Inspiração - Reflexões
Ensinando a morrer (parte 3)
A sociedade não fala da morte, que é hoje um tabu. Você, no seu trabalho, convive com ela… Conta para a gente como é a morte? Se ela fosse um personagem, como seria?
Eu falo que a morte é o personagem mais amoroso que existe. Que a morte é o ser, a entidade, que mais sabe sobre a vida. Ele sabe o que é importante, o que não é, o que vale e o que não vale à pena. Ela nos ajuda a fazer escolhas muito mais verdadeiras. É muito generosa e amorosa – nos acompanha e tem paciência de esperar o nosso tempo. Se você der ouvidos para a sua morte e prestar atenção nela, sua vida fará muito mais sentido. Não importa se existe fé ou não… Não importa se existe a crença de que haverá outra vida… Eu vou ser a Ana Claudia só uma vez, ter essa existência espiritual uma vez. Esse minuto aqui não vai mudar. Acabou. Eu vivo a minha vida ao vivo, não estou editando para uma próxima vez. A morte é a melhor editora de cena que existe.
A ideia de que existe alguma coisa depois da morte… Você tem alguma opinião sobre isso?
Não tenho não. Eu me permito o desconhecido, aceito não saber o que vem depois. Ou se vem.
Conviver com a morte fez de você uma pessoa de mais fé ou, pelo contrário, corrompeu a sua capacidade de ter fé?

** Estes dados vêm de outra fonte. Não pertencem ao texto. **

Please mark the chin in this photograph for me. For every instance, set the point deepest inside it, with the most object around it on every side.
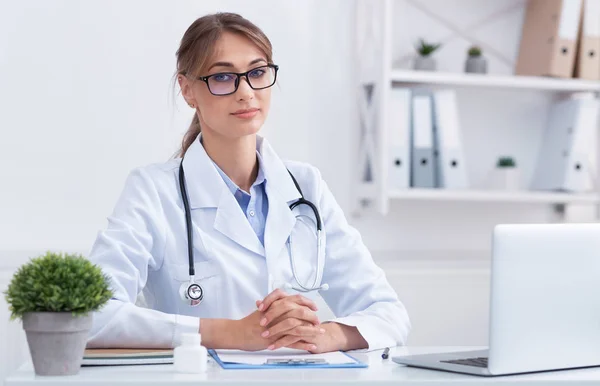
(248, 128)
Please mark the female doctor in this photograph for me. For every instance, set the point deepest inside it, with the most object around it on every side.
(228, 239)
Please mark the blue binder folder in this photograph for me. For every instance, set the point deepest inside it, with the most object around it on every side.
(289, 363)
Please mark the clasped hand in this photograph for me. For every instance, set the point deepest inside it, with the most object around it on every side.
(283, 320)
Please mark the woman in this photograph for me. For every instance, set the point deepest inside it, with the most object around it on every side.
(255, 261)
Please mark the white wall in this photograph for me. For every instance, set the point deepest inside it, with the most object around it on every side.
(86, 96)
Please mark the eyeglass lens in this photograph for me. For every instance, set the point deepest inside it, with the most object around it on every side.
(225, 83)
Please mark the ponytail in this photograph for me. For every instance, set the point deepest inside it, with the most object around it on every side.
(190, 135)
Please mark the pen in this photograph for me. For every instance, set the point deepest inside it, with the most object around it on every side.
(386, 353)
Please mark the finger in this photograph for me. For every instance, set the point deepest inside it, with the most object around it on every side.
(293, 327)
(304, 314)
(303, 345)
(270, 298)
(277, 309)
(303, 301)
(284, 342)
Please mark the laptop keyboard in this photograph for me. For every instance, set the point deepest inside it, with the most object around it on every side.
(477, 362)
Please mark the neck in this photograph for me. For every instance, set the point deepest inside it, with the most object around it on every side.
(236, 157)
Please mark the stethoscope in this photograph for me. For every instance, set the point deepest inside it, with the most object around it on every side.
(192, 293)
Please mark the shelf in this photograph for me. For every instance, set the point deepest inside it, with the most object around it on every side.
(494, 81)
(495, 196)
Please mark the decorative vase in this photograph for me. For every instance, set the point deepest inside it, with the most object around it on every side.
(476, 64)
(57, 341)
(505, 178)
(424, 63)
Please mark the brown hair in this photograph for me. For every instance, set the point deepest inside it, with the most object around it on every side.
(197, 47)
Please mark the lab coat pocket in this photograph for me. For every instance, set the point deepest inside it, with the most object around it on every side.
(209, 278)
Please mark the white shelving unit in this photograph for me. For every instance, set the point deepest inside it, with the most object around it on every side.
(494, 196)
(376, 77)
(495, 81)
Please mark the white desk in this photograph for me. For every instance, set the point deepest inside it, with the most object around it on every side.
(380, 372)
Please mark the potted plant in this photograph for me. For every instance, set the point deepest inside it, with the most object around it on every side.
(54, 295)
(475, 63)
(506, 174)
(424, 59)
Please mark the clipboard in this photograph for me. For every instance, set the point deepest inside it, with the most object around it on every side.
(278, 363)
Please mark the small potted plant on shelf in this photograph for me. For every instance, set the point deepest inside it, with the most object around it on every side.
(475, 62)
(54, 295)
(506, 174)
(424, 60)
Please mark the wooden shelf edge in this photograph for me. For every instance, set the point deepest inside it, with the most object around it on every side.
(495, 196)
(495, 81)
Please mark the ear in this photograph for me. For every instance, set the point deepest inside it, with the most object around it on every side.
(186, 89)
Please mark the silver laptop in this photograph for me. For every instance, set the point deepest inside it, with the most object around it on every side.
(544, 303)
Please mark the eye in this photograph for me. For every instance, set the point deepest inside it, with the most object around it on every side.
(222, 77)
(257, 73)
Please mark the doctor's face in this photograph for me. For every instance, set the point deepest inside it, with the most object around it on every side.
(238, 113)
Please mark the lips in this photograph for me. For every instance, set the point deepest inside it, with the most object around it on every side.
(245, 111)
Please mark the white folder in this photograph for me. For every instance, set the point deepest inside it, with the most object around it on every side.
(567, 159)
(422, 164)
(450, 159)
(399, 138)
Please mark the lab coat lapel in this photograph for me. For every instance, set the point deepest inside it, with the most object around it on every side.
(231, 221)
(281, 192)
(207, 190)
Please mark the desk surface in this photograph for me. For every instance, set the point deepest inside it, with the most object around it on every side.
(380, 372)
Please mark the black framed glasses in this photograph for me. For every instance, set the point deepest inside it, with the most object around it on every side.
(226, 83)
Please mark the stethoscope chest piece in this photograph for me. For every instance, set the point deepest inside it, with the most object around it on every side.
(192, 293)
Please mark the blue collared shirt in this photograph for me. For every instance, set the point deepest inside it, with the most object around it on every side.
(255, 203)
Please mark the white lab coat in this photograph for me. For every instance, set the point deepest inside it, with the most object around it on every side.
(144, 248)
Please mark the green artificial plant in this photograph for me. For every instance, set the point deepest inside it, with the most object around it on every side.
(474, 51)
(506, 162)
(57, 283)
(426, 49)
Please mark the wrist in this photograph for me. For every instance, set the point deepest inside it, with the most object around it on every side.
(218, 333)
(344, 338)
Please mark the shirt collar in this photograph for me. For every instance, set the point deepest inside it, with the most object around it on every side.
(260, 177)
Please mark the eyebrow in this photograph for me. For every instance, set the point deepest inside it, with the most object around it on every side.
(227, 64)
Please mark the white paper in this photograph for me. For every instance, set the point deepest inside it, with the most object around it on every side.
(569, 19)
(591, 18)
(260, 357)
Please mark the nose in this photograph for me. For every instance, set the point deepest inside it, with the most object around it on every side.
(244, 91)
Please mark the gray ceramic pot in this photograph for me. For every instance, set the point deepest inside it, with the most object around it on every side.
(424, 63)
(476, 64)
(56, 341)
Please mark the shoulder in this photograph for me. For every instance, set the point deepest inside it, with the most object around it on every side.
(159, 176)
(304, 171)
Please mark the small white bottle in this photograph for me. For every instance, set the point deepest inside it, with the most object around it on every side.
(190, 356)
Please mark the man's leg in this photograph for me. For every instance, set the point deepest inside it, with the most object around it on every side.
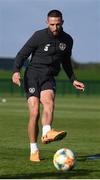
(47, 99)
(33, 105)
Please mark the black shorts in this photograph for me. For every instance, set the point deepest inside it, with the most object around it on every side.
(35, 82)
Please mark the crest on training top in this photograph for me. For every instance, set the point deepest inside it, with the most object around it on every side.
(62, 46)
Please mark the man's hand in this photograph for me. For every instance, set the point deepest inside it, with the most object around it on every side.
(16, 78)
(78, 85)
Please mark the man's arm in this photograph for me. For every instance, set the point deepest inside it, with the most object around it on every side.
(67, 66)
(29, 47)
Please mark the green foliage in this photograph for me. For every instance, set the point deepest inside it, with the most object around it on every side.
(79, 116)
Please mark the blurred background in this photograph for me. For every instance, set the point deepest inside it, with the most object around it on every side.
(19, 19)
(76, 112)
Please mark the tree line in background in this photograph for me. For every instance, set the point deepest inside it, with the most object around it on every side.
(7, 64)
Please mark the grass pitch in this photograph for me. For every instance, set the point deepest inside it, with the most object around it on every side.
(79, 116)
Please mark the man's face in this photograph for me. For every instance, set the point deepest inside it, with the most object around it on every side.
(54, 24)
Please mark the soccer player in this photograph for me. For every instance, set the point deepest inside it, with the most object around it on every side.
(50, 48)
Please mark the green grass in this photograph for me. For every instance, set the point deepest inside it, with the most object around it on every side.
(79, 116)
(87, 73)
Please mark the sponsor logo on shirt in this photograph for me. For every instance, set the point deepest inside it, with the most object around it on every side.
(32, 90)
(62, 46)
(46, 47)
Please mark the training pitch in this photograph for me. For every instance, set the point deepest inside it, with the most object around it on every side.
(78, 115)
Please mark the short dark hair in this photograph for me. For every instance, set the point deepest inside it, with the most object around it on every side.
(54, 13)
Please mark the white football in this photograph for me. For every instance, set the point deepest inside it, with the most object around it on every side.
(64, 159)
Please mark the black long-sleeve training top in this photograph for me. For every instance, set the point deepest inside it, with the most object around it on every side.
(48, 53)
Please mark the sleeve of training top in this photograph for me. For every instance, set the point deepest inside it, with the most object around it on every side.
(66, 63)
(29, 47)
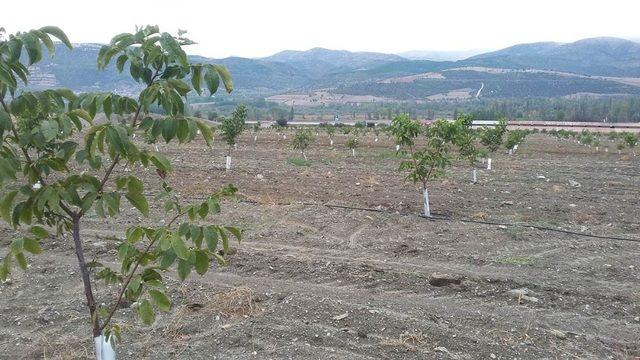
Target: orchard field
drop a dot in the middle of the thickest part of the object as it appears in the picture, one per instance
(318, 282)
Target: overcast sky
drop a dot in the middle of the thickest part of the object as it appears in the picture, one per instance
(254, 28)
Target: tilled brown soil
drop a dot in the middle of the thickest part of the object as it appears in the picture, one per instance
(314, 282)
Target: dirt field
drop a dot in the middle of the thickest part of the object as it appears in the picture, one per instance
(312, 282)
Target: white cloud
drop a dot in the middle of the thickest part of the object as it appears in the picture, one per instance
(259, 27)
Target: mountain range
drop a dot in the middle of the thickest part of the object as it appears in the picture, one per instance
(595, 67)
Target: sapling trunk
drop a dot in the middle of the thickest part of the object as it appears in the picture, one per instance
(86, 280)
(426, 211)
(103, 348)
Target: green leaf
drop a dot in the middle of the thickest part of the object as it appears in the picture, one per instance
(17, 246)
(145, 311)
(139, 201)
(178, 246)
(173, 47)
(32, 246)
(211, 237)
(134, 234)
(160, 299)
(169, 129)
(6, 205)
(202, 262)
(22, 261)
(5, 268)
(212, 80)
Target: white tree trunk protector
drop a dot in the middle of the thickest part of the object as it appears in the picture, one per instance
(425, 203)
(104, 350)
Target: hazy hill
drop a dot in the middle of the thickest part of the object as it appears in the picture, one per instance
(318, 62)
(517, 71)
(596, 56)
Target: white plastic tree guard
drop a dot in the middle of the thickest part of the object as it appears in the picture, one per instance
(104, 350)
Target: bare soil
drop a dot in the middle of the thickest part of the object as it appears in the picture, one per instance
(313, 282)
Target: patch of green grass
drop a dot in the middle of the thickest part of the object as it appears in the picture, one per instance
(298, 161)
(520, 260)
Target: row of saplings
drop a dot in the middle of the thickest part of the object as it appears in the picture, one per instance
(595, 140)
(426, 151)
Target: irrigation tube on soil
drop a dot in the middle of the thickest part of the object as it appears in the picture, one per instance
(443, 218)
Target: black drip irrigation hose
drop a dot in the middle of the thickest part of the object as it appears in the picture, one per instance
(470, 221)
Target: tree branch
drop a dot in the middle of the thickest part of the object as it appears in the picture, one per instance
(125, 285)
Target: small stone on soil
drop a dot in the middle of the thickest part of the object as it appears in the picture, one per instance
(439, 279)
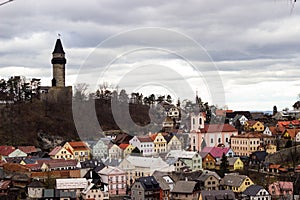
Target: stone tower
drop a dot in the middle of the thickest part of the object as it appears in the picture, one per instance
(58, 61)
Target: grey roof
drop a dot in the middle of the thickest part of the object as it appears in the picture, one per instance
(252, 190)
(36, 184)
(162, 182)
(186, 187)
(233, 179)
(231, 161)
(206, 174)
(49, 193)
(217, 195)
(149, 183)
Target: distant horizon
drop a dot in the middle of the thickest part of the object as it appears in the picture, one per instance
(251, 47)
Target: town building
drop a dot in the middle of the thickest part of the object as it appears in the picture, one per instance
(145, 188)
(139, 166)
(79, 150)
(115, 178)
(144, 144)
(217, 194)
(209, 180)
(190, 159)
(235, 182)
(189, 190)
(60, 152)
(256, 192)
(247, 143)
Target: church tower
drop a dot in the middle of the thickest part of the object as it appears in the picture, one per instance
(58, 61)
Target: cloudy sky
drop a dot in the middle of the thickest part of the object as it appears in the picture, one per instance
(243, 54)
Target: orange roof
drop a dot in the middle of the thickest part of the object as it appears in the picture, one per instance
(153, 136)
(212, 128)
(55, 151)
(123, 146)
(251, 122)
(274, 166)
(27, 149)
(292, 132)
(252, 135)
(6, 150)
(77, 144)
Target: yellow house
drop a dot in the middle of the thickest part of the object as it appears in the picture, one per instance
(79, 150)
(61, 153)
(271, 148)
(127, 149)
(252, 125)
(235, 163)
(174, 144)
(235, 182)
(160, 144)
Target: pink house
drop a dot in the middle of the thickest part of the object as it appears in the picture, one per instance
(281, 188)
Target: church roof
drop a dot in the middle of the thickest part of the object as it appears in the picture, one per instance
(58, 47)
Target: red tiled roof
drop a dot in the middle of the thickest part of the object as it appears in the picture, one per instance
(123, 146)
(6, 150)
(145, 139)
(4, 185)
(221, 112)
(216, 152)
(58, 163)
(292, 132)
(212, 128)
(252, 135)
(251, 122)
(78, 144)
(55, 151)
(27, 149)
(274, 166)
(153, 136)
(287, 123)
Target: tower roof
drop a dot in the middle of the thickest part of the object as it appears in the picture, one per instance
(58, 47)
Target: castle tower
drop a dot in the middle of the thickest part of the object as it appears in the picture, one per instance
(58, 61)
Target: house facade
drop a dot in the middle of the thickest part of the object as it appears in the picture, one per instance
(190, 159)
(281, 189)
(144, 144)
(252, 125)
(61, 153)
(145, 188)
(80, 150)
(256, 192)
(235, 182)
(100, 149)
(115, 178)
(174, 144)
(189, 190)
(140, 166)
(246, 144)
(115, 152)
(160, 144)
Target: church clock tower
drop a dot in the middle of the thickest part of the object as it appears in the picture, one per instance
(58, 61)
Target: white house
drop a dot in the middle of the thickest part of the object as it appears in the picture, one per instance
(143, 143)
(17, 153)
(115, 152)
(267, 131)
(100, 149)
(256, 192)
(138, 166)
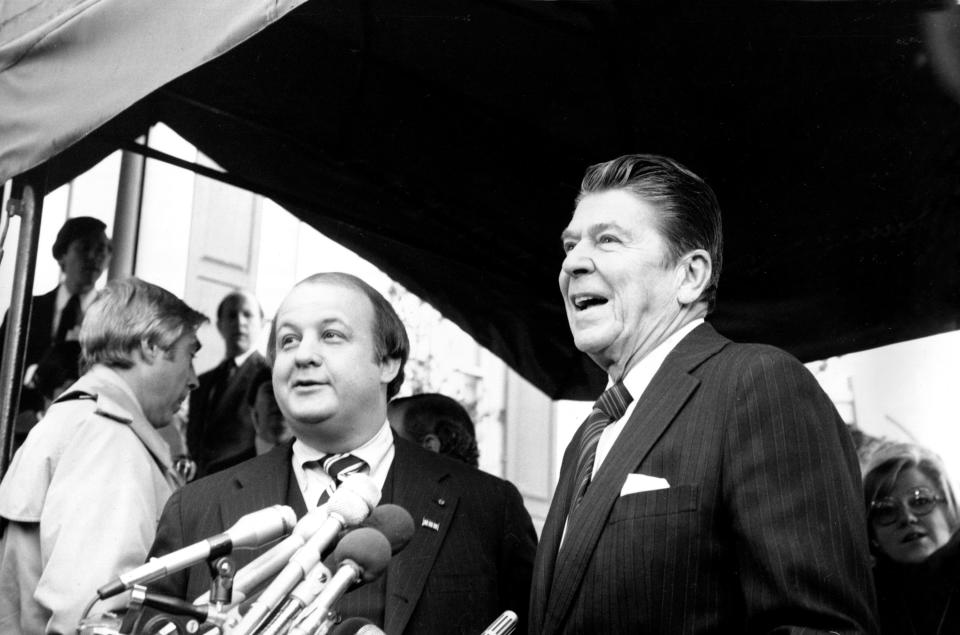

Não sigo religião nenhuma, mas eu penso que a minha fé aumentou. A fé não é a certeza de que vá acontecer o que você quer que aconteça e sim de que vai acontecer o melhor, mesmo que não seja aquilo que se deseja. Para mim fé é isso. Eu vou fazer o meu melhor e vai acontecer o melhor. Se o melhor for morrer, é o que tem que acontecer.
Sabe que quando eu fui ao “Programa do Jô” ele me perguntou algo parecido? Terminou a entrevista e ele foi um amor, me abraçou demorado e perguntou se podia fazer mais uma pergunta. Então ele perguntou “e Deus? Você acredita em Deus?”. Aí eu falei “Ah, Jô, eu acredito, mas caso ele não exista eu estou fazendo a minha parte”. Ele ficou com os olhos cheios de lágrimas.
Como foi ser entrevistada pelo Jô? É uma conquista conseguir falar sobre um assunto tão tabu na TV aberta.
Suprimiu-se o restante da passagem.